To the Editor:

(Madison, NY – March 2013) As an advocate of wind power, but worried about having gigantic industrial machinery around peoples’ homes, I’ve heard talk that Town of Madison public servants, people we elected, are not acting on a “wind law” to protect our Town.  So I read the proposed law, and attended Planning Board and Town Council meetings to see for myself.

The proposed law establishes compromise setback distances that protect citizens unwilling to sign leases, and also those willing to sign leases.  Four February and March meetings revealed that Board and Council have done nothing to discuss or approve the report submitted in January with unanimous approval of their Wind Advisory Committee, appointed by the Planning Board that is appointed by Town Supervisor Ron Bono.

The Planning Board is hampered by failure of members to attend meetings—members appointed by Supervisor Bono.  The Board agreed to a workshop to discuss the proposed law–including Town Council, Wind Advisory Committee, and open to the public.  But, without explanation, Super Bono announced no joint meeting will occur.  The Board instead will have a workshop without the Council and without the Wind Committee who wrote the proposed law.

Less expertise and less communication are better, Mr. Bono?

Citizens attending meetings are obviously frustrated that nothing is getting done, public discussion is being stifled, and bullying is masquerading as management.  I have no confidence that Bono is capable of leadership to enable the Town Planning Board and the Council to address important matters.  When is the next election?
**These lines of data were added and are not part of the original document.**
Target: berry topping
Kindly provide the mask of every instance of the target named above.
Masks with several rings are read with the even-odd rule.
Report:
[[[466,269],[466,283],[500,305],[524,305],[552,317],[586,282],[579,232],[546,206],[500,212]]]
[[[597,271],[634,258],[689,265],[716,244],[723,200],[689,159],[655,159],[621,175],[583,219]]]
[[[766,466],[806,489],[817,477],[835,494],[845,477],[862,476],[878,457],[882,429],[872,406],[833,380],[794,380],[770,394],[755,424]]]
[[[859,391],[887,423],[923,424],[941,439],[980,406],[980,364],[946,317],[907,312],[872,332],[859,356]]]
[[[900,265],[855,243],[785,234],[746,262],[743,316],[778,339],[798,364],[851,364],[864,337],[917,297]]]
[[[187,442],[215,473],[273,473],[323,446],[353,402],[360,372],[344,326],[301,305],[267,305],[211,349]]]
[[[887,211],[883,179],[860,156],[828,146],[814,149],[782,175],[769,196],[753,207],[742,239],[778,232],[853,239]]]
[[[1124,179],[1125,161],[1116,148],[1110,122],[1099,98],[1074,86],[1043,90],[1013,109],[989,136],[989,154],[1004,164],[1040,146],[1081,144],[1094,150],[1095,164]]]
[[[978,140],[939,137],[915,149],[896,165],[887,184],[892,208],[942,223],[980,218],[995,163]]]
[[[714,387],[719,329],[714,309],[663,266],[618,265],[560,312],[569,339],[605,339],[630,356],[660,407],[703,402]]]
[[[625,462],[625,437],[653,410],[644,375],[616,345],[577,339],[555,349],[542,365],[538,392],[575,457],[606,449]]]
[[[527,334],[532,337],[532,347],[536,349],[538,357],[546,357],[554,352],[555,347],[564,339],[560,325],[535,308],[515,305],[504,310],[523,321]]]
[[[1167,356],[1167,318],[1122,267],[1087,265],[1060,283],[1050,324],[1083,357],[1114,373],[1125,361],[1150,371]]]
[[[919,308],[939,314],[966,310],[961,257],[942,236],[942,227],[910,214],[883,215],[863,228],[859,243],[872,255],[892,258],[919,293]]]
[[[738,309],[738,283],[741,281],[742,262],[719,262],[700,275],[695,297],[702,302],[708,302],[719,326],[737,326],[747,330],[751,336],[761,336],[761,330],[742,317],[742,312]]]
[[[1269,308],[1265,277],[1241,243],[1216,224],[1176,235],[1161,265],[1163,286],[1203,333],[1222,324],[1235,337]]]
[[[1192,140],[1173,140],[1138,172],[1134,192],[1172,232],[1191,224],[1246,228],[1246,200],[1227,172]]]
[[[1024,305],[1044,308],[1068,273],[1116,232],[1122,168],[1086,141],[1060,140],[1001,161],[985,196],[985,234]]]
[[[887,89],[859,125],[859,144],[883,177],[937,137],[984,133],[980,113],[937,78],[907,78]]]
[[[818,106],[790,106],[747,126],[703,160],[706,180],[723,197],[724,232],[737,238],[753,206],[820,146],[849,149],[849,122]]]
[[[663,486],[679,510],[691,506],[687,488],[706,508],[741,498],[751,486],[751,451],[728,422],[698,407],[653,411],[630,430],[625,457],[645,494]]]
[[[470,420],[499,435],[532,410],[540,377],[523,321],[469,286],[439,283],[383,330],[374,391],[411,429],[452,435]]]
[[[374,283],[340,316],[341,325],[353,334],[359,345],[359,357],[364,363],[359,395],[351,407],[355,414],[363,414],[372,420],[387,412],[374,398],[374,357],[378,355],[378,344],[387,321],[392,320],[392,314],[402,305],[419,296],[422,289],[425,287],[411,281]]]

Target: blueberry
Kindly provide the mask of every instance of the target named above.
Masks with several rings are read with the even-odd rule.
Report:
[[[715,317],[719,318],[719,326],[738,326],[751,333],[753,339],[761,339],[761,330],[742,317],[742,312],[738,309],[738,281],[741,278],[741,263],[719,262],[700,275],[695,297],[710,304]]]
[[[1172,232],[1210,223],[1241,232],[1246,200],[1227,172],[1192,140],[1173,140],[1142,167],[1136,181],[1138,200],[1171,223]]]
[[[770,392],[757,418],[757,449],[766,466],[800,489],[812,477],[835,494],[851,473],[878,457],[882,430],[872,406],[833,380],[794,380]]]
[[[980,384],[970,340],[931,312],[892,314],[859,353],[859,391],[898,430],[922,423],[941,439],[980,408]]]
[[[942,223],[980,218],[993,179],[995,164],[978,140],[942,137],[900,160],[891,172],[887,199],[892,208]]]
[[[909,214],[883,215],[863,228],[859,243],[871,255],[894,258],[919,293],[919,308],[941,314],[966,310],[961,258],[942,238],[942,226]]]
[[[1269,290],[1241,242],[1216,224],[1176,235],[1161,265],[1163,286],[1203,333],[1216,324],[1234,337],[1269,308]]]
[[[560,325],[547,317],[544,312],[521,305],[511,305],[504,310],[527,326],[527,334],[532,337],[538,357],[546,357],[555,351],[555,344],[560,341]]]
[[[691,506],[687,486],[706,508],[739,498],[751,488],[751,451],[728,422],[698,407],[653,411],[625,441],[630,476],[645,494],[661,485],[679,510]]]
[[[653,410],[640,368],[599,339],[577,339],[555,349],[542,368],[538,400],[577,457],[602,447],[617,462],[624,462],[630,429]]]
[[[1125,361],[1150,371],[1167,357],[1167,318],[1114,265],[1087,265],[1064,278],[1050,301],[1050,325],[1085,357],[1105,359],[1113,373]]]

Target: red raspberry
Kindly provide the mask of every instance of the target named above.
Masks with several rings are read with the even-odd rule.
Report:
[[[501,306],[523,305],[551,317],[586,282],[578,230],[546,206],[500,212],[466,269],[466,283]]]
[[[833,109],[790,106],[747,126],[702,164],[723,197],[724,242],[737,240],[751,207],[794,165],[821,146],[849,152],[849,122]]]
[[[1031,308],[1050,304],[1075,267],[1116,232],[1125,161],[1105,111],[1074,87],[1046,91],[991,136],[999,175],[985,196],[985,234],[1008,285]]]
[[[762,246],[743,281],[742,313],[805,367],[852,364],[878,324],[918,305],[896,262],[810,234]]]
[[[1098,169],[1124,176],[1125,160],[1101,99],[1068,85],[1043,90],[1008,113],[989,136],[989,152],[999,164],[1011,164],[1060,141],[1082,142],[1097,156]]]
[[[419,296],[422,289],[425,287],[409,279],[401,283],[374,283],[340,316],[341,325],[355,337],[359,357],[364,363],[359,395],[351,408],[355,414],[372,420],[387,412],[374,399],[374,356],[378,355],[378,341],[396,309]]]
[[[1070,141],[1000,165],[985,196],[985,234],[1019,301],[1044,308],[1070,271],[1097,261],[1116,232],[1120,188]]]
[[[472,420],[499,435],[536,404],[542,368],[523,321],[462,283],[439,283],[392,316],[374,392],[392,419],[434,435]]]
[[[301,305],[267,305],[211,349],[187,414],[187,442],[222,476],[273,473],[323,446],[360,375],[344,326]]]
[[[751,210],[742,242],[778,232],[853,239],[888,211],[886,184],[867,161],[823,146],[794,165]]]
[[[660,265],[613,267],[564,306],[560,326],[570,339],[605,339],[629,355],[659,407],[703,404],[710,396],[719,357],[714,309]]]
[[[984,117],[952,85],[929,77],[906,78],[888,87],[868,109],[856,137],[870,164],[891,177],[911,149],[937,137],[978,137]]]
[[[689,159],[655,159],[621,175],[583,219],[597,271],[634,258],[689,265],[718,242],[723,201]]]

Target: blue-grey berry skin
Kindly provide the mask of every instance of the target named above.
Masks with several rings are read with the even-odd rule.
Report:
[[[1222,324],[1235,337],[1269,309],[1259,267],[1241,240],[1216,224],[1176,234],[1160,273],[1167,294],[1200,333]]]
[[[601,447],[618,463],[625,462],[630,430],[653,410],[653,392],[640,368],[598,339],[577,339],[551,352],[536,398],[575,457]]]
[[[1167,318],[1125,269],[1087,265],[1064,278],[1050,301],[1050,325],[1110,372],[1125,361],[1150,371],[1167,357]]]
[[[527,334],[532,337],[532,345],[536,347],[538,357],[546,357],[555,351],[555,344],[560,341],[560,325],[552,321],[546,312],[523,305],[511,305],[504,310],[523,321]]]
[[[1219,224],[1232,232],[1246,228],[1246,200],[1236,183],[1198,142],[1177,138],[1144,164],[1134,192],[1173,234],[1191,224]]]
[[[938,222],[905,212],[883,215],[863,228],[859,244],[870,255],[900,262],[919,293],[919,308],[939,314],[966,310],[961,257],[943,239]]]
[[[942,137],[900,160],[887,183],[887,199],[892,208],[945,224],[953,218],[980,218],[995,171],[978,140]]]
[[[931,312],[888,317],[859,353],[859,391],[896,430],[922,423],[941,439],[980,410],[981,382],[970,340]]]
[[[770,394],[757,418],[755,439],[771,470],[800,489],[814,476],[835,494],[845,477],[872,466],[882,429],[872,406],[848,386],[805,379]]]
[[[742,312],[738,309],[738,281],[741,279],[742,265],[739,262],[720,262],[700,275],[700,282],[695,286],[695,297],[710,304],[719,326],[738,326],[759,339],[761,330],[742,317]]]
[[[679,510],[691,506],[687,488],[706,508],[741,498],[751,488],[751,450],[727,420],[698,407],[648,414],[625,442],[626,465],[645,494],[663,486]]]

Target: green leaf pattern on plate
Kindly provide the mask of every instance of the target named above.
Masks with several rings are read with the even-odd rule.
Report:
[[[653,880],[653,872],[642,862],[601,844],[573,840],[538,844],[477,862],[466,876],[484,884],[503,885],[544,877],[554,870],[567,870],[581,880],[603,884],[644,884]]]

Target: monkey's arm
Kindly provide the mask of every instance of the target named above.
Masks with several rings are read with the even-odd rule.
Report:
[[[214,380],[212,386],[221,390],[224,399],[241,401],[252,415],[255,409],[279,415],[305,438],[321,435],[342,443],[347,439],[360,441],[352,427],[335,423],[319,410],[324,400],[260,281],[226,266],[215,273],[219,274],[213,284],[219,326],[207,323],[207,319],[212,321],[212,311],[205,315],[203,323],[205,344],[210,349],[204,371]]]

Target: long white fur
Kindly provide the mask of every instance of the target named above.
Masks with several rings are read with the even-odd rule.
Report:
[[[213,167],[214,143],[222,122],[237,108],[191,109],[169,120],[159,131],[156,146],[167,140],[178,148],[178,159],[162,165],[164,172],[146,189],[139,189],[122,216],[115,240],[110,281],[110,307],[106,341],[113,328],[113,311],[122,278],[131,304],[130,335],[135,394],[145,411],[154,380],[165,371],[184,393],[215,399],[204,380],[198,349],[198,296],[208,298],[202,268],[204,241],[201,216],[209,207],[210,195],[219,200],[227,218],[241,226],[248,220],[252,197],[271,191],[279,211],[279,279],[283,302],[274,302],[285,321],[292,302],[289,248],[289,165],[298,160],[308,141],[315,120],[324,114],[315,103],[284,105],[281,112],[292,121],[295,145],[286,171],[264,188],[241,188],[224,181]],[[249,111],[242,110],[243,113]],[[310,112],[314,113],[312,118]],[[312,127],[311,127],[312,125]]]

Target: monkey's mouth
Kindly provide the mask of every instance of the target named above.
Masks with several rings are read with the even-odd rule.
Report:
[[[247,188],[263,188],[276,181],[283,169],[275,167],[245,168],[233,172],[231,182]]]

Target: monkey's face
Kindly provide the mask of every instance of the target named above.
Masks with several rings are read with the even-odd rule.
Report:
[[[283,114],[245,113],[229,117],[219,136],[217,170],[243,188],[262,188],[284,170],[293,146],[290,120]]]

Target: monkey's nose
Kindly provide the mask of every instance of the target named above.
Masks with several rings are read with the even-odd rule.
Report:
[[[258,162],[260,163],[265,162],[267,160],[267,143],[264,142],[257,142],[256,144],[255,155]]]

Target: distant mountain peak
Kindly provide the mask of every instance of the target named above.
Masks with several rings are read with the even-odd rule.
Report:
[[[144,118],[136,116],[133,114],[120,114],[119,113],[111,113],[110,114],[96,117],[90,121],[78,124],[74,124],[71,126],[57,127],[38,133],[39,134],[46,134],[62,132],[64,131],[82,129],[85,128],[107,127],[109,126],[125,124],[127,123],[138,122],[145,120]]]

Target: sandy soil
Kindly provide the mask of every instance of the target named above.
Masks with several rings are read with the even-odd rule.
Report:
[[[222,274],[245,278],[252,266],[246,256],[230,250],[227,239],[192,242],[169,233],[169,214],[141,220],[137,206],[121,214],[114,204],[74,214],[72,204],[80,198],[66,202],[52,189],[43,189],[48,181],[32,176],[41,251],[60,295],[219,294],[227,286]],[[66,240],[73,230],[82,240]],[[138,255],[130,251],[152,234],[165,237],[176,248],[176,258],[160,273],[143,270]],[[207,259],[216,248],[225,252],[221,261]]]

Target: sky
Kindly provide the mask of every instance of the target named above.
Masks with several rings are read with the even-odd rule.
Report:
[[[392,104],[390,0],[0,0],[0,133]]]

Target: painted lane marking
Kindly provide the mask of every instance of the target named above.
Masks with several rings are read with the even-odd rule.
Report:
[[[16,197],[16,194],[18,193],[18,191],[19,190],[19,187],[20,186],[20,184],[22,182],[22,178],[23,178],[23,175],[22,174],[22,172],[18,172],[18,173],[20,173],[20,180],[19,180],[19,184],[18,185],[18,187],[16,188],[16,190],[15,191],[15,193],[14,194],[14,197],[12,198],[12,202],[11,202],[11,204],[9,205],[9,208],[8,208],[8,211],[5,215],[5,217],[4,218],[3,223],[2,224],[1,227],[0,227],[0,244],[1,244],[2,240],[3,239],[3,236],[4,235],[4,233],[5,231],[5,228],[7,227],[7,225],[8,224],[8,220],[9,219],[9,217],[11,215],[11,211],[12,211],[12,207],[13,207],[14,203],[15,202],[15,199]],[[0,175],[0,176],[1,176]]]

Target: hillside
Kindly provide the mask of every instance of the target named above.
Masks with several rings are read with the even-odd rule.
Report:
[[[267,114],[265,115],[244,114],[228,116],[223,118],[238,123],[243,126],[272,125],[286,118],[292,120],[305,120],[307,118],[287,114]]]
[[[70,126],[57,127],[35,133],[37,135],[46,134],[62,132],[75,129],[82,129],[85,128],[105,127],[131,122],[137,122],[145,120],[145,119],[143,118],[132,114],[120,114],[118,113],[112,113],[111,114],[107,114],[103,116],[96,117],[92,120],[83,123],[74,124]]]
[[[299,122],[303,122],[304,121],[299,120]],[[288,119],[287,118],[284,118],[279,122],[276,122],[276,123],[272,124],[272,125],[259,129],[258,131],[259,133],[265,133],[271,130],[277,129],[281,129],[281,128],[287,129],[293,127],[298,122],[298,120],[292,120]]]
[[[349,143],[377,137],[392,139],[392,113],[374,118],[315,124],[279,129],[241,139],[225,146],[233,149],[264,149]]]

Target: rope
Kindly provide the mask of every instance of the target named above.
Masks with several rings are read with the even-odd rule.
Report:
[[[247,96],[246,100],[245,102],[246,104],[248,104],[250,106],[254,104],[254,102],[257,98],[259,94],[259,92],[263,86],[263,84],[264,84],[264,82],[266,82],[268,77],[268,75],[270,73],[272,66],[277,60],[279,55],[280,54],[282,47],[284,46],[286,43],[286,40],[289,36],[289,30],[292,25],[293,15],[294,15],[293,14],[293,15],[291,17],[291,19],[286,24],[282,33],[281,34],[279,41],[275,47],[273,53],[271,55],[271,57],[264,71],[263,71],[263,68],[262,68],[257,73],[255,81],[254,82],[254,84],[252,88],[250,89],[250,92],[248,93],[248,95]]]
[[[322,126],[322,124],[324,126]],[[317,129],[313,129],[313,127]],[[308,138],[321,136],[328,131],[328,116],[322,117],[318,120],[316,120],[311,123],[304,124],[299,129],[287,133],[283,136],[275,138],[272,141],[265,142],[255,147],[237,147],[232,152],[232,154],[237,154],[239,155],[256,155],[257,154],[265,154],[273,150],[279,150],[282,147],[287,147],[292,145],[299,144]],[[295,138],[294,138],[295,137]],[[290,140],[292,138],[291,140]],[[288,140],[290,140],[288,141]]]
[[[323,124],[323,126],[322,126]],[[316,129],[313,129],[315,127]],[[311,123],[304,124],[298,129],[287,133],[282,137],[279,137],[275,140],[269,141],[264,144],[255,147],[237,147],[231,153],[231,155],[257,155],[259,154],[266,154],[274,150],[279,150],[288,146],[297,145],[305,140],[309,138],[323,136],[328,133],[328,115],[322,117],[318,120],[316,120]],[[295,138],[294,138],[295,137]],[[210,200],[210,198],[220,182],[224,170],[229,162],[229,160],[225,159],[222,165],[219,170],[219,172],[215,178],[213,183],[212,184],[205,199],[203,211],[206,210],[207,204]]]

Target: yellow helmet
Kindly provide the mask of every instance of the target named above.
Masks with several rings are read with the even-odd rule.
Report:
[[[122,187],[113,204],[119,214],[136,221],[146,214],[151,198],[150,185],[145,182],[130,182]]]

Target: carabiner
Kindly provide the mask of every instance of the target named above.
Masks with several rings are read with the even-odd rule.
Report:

Scott Kraly, Town of Madison


By martha

One thought on “No Confidence in Bono’s Leadership”
  1. If you are an advocate of wind power, you must realize that the proposed ordinance will certainly prevent any wind power project in the Town of Madison. That’s the intent of the ordinance and why this push for its acceptance. As for bullying, no one has done more bullying than Madison Matters. Finally, the Town government is exercising its authority, instead of letting Madison Matters take over its functions for which it was elected.